Repenser le 24 Sussex : un appel à la préservation durable
Je m’appelle Natalie Bull. Je suis directrice générale de la Fiducie nationale du Canada, un organisme de bienfaisance d’envergure nationale qui soutient le mouvement du patrimoine depuis 1973.
Mes collègues de l’organisme Historic Ottawa Development Inc. ici présents sont bien placés pour démontrer le bien-fondé d’une réhabilitation du 24, promenade Sussex. La valeur patrimoniale de cette propriété emblématique est indiscutable : le 24 Sussex est un point de repère bien connu, un lien à des personnes et des événements qui ont façonné notre récit national. C’est du patrimoine authentique, avec des couches d’histoire intactes – ce n’est pas seulement une plaque ou une photo dans les archives.
Aujourd’hui, je voudrais insister sur le fait que la décision sur l’avenir du 24 Sussex est autant une question de CARBONE qu’une question d’argent ou de valeur patrimoniale. Et ensemble, ces trois facteurs font qu’il est clairement impératif d’investir et de réutiliser.
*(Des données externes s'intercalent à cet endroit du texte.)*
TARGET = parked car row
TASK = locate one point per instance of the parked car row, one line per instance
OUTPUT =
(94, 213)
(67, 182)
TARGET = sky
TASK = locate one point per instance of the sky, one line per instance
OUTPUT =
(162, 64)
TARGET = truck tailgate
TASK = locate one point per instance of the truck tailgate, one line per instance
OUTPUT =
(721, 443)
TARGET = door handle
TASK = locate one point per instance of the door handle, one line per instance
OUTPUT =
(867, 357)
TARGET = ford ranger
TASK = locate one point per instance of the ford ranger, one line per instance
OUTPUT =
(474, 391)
À l’heure où l’urgence climatique est le plus grand enjeu, et où le Worldwatch Institute estime que la planète sera à court de matières premières de construction d’ici 2030, chaque décision concernant l’avenir d’un immeuble existant doit être soigneusement réfléchie. En mesurant les émissions de carbone qui découlent directement d’un nouveau projet de construction et en les comparant à ce qu’elles sont si on conserve un bâtiment existant, la conclusion est presque toujours qu’il faut conserver et réutiliser. C’est ainsi par exemple que le projet de démolition et de remplacement du grand magasin Marks & Spencer à Londres a été rejeté récemment, uniquement sur base de l’analyse carbone.
Le 24 Sussex ne devrait pas faire exception à l’impératif de la réutilisation. De fait, il présente une belle occasion pour le gouvernement de donner suite à sa nouvelle norme sur le carbone incorporé dans la construction, et d’envoyer un signal fort contre le caractère jetable des immeubles existants.
Malgré une importance patrimoniale que le gouvernement lui-même juge être du même niveau que celle des édifices du Parlement, le 24 Sussex souffre depuis longtemps d’un manque d’investissement et d’entretien. La vérificatrice générale a bien détaillé la situation en 2008. Elle avait d’ailleurs prédit dès 2003 que des éléments du patrimoine aux mains du gouvernement fédéral seraient perdus à jamais à moins que des mesures soient prises pour inverser la tendance.
Il peut falloir jusqu’à 80 ans pour qu’un nouvel immeuble « vert » compense les émissions de carbone engendrées par sa construction. Or, c’est maintenant que nous avons besoin de résultats. Prendre l’engagement de donner un avenir au 24 Sussex – et montrer aux Canadiens que même des immeubles spéciaux désignés du patrimoine peuvent être adaptés avec souplesse, en permettant une densification et en ajoutant des annexes appropriées – est le meilleur message que le gouvernement puisse communiquer aujourd’hui à l’égard de tous les immeubles existants.